Urban legend has it that American engineers spent more than a million dollars inventing an 'astronaut pen' that could work in space, while the Russians simply used a pencil. True or not, the tale shows that the best solutions can sometimes be found in mundane objects. And, indeed, that they can be found in pencils.

Pencils contain graphite, a form of carbon in which atoms are ordered in thin sheets stacked regularly on top of each other. The interaction between these sheets is small, so layers of graphite rub off easily, for example when a pencil draws a line on paper.

Not satisfied with such an obvious, practical use, physicists have long been fascinated by the electronic properties of a single sheet of graphite, called graphene. Graphene is unlike any other material because electrons within it can behave as massless particles, which means they can mimic relativistic physics. Exotic effects that normally require huge particle accelerators might therefore be observed in a simple device — if only it were possible to rub off one, and only one, sheet of graphene.

Despite concerted efforts, this proved problematic. In 2004, researchers at the University of Manchester, UK, finally isolated graphene when they peered through a conventional optical microscope at flakes of graphite that they had simply ripped off from a larger piece with sticky tape (K. S. Novoselov et al. Science 306, 666–669; 2004). Graphene, being a layer just one atom thick, is transparent to light. But, as the picture here shows, there is just enough contrast from the thickness variation in a graphite shaving to locate the graphene layer under the microscope (here, the faint, semi-transparent region on the right, indicated by an arrow).

The image was obtained by Hubert Heersche and colleagues, who in this week's issue describe an experiment in which they attached a graphene sheet to two superconducting electrodes (H. B. Heersche et al. Nature 446, 56–59; 2007). Previous experiments had thrown up the unexpected finding that graphene has a small electrical conductivity even in the absence of mobile charge carriers.

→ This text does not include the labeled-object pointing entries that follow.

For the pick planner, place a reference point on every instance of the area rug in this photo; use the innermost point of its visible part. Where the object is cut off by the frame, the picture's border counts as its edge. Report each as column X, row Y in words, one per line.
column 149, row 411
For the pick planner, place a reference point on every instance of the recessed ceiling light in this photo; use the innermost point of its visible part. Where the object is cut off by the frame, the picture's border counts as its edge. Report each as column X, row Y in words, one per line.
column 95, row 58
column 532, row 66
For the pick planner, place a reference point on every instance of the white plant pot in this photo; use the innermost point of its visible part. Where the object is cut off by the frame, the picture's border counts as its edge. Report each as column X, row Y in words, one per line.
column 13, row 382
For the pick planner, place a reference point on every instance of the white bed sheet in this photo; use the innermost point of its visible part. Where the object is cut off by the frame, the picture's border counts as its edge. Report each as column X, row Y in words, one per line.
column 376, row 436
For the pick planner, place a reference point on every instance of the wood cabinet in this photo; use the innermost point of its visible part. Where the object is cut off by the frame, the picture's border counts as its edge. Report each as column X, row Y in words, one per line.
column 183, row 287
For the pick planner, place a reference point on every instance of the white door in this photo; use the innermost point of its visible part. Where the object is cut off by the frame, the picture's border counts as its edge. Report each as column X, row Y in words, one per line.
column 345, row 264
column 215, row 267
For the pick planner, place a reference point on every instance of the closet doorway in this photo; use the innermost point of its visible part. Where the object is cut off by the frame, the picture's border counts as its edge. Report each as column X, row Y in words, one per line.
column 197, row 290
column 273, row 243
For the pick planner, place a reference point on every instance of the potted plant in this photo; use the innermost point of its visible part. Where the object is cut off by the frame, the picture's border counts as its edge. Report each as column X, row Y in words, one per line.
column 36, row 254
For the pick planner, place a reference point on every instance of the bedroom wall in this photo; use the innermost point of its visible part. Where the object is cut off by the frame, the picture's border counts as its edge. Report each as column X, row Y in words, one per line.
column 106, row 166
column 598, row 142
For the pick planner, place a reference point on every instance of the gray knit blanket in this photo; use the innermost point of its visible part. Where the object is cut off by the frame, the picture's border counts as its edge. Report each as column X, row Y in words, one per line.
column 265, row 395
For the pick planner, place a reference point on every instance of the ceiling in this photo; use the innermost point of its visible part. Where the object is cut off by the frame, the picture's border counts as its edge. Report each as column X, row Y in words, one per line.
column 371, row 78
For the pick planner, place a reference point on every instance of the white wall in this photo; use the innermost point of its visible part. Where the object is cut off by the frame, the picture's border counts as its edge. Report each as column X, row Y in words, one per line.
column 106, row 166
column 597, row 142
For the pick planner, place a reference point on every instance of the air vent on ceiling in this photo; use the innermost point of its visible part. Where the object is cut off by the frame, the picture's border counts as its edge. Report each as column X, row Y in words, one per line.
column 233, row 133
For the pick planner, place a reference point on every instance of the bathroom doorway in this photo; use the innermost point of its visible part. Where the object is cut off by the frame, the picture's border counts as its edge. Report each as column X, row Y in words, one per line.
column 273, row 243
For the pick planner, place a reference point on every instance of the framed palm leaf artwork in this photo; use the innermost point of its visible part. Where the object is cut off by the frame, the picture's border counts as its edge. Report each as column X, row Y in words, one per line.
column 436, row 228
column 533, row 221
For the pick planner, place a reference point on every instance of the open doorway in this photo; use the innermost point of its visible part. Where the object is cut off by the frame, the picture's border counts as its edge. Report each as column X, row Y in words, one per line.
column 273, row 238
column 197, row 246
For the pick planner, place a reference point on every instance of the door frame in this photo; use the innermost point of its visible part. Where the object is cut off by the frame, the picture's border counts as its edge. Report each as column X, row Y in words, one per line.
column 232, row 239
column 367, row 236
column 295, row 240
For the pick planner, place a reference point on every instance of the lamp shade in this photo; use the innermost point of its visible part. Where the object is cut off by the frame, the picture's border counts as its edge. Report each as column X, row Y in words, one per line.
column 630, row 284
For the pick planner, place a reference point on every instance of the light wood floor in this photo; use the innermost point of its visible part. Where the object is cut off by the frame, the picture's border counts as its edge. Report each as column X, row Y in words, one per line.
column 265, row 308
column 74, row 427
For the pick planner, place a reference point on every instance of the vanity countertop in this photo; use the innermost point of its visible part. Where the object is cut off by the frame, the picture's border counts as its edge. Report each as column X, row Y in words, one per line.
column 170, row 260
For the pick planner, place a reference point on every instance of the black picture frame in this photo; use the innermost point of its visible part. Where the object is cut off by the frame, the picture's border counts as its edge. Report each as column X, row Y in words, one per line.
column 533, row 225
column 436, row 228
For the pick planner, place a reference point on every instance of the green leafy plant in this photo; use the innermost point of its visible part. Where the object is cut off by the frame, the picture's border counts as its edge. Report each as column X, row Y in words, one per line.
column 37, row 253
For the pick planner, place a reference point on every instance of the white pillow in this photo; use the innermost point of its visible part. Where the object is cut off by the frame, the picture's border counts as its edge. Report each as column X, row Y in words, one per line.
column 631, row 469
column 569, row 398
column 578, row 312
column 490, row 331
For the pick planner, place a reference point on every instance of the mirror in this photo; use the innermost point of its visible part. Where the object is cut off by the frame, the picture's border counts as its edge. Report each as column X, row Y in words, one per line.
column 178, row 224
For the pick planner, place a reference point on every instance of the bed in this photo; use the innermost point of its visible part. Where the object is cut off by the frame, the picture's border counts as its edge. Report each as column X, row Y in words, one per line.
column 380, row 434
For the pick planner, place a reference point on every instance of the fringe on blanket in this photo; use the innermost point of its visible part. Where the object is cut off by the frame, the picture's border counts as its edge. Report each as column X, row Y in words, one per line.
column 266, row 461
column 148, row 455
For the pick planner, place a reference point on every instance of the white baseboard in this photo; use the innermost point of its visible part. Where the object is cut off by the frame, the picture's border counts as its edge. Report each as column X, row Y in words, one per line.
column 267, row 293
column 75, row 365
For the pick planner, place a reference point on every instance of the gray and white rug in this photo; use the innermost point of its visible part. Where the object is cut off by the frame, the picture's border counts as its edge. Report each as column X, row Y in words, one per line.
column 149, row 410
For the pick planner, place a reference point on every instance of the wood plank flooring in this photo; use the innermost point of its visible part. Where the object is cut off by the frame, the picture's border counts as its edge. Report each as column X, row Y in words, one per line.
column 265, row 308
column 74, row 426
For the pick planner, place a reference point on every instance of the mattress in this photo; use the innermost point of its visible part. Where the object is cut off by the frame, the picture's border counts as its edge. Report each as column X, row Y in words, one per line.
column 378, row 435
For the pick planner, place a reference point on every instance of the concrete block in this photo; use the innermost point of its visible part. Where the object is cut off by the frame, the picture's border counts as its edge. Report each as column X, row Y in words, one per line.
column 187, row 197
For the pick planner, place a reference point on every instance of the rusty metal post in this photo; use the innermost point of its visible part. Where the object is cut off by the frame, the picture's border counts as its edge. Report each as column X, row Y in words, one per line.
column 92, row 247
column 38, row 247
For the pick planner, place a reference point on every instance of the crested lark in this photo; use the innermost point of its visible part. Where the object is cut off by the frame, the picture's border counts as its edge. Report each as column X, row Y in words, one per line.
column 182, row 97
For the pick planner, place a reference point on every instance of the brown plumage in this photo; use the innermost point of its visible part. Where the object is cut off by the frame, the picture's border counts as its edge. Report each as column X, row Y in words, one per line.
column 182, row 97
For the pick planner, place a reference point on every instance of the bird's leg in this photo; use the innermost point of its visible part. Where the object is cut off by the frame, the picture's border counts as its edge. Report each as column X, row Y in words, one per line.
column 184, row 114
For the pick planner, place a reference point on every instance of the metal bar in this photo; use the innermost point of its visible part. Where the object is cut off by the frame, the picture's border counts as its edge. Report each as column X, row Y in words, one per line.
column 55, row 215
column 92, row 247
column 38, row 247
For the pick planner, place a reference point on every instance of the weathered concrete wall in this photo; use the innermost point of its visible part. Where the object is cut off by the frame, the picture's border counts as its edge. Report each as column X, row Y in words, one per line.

Credit: H. B. HEERSCHE ET AL.

Heersche et al. add to the surprise by showing that the same holds true for a superconducting current. Moreover, it was not at all clear that a supercurrent could flow in graphene. As it turns out, not only does a conventional electron supercurrent flow, but so does one consisting of holes, which carry positive charge.

This experiment shows yet again that novel and surprising effects can be observed in simple materials — good news for those who don't have a million dollars to spend on discovering something new.